Sebagai informasi, Midjourney adalah sebuah perusahaan rintisan yang berbasis di San Francisco. Mereka dikenal luas karena mengembangkan sistem pembuatan gambar berbasis perintah teks yang inovatif. Teknologi ini memungkinkan pengguna untuk mengetikkan deskripsi, dan seketika itu juga menerima gambar visual yang sesuai dengan instruksi mereka, sebuah kemampuan yang telah memukau banyak pihak.

Tak hanya soal dugaan pelanggaran hak cipta, gugatan Disney dan Universal juga menyoroti aspek finansial Midjourney. Dokumen gugatan menyebutkan bahwa perusahaan tersebut berhasil meraup keuntungan fantastis, mencapai 300 juta dollar Amerika Serikat atau sekitar Rp 4,88 triliun (dengan kurs 1 dollar AS = Rp 16.270) sepanjang tahun lalu. Potensi perluasan layanan Midjourney, yang kini tengah mengembangkan fitur video dan akan segera diluncurkan, juga menjadi perhatian dalam gugatan ini.

Menanggapi gugatan monumental ini, para pakar hukum turut angkat bicara. Profesor hukum dari Universitas Syracuse, Shubha Ghosh, menyatakan bahwa banyak gambar buatan Midjourney tampak seperti salinan langsung dari karakter berhak cipta. “Banyak gambar yang diproduksi Midjourney tampaknya hanya merupakan salinan dari karakter berhak cipta yang mungkin berada di lokasi baru atau dengan latar belakang baru,” jelasnya, sembari menambahkan, “Sepertinya mereka tidak diubah dengan cara yang kreatif atau imajinatif.”

Meski demikian, Ghosh mengakui adanya nuansa dalam hukum hak cipta. Menurutnya, ada ruang untuk kreativitas yang didasari oleh karya terdahulu, asalkan hasil akhirnya mampu memberi nilai tambah yang signifikan.

Pandangan serupa mengenai kompleksitas kasus ini juga disampaikan oleh Randy McCarthy dari firma hukum Hall Estill.

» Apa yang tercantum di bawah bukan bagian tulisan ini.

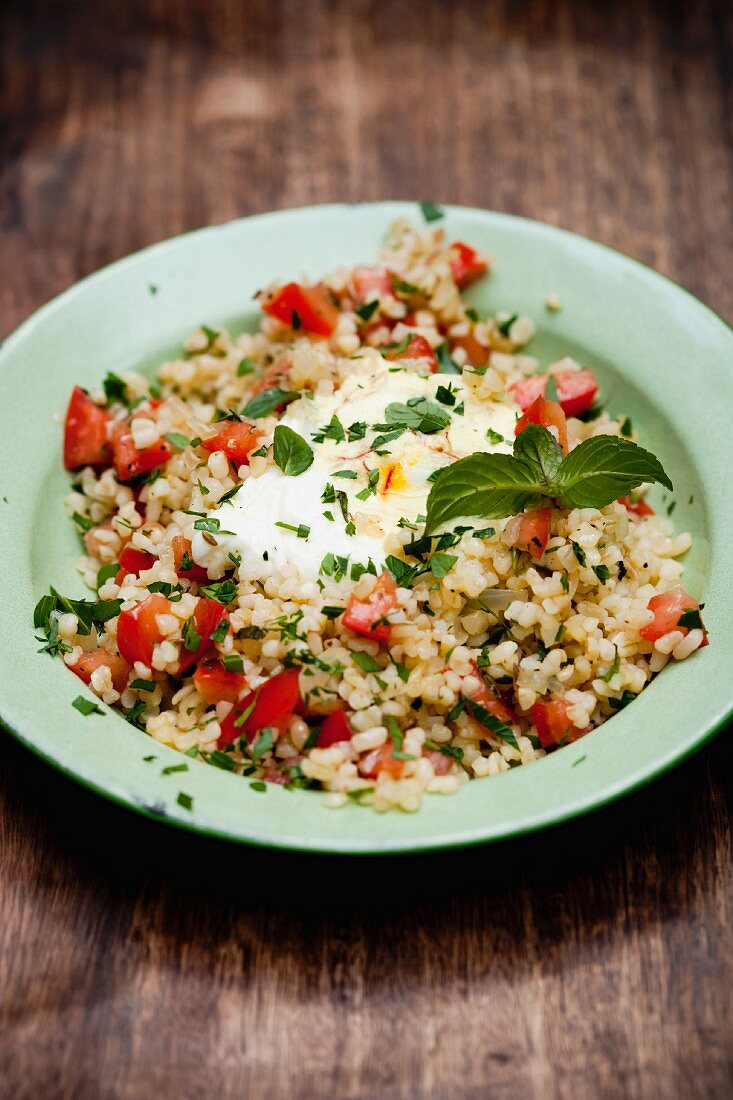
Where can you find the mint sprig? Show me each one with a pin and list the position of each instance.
(597, 472)
(291, 451)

Ia menyebut bahwa gugatan ini tidak akan mudah dimenangkan. “Tidak ada litigasi yang benar-benar pasti, dan itu berlaku untuk Disney dan Universal dalam kasus ini,” katanya.

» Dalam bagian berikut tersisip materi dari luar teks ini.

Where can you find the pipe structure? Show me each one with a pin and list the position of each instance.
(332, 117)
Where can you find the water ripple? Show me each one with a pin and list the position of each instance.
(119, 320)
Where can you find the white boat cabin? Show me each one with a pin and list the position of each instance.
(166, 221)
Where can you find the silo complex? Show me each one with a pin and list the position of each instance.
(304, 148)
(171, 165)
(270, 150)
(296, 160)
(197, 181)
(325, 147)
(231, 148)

McCarthy menambahkan bahwa pengadilan masih harus menilai sejumlah aspek krusial, termasuk ketentuan layanan Midjourney dan apakah penggunaan gambar-gambar tersebut dapat dikategorikan sebagai penggunaan wajar (fair use) sesuai hukum yang berlaku. Kompleksitas ini menunjukkan bahwa jalur hukum yang ditempuh oleh Disney dan Universal tidaklah sederhana.

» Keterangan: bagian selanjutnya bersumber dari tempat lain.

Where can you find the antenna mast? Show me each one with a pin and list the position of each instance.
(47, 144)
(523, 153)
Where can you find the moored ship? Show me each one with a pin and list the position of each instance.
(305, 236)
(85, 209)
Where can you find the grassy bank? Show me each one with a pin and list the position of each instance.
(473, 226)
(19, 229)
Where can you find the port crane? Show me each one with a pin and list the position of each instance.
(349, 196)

Di sisi lain, Midjourney sendiri menggambarkan diri mereka di situs resminya sebagai “laboratorium riset independen” yang didanai secara mandiri. Mereka juga menyatakan bahwa mereka hanya memiliki kurang dari selusin karyawan tetap. Perusahaan ini dipimpin oleh David Holz, yang juga dikenal sebagai pendiri perusahaan perangkat keras Leap Motion. Nama-nama besar seperti mantan CEO GitHub Nat Friedman dan pendiri Second Life Philip Rosedale tercatat sebagai penasihat, menunjukkan dukungan dari figur-figur berpengaruh di dunia teknologi.

Gugatan ini mencerminkan hubungan yang kian rumit antara Hollywood dan teknologi AI yang terus berkembang pesat. Industri hiburan, di satu sisi, melihat peluang besar yang ditawarkan AI untuk inovasi kreatif, namun di sisi lain, juga merasakan ancaman serius terhadap perlindungan hak cipta dan mata pencarian. Perdebatan seputar AI telah memicu gelombang protes. Dua tahun lalu, aktor dan penulis skenario bahkan sempat menggelar aksi mogok menuntut perlindungan terhadap dampak AI dalam produksi kreatif.

Kendati demikian, penggunaan AI kini kian marak dan tak terhindarkan di berbagai aspek dunia film, televisi, hingga gim video. Contoh nyatanya, dua film yang berhasil bersaing di ajang Oscar, Emilia Perez dan The Brutalist, telah menggunakan AI untuk memodifikasi suara. Bahkan, teknologi serupa juga telah diaplikasikan untuk membuat aktor-aktor legendaris seperti Tom Hanks dan Harrison Ford tampak lebih muda di layar, menandakan integrasi AI yang semakin mendalam dalam produksi hiburan modern.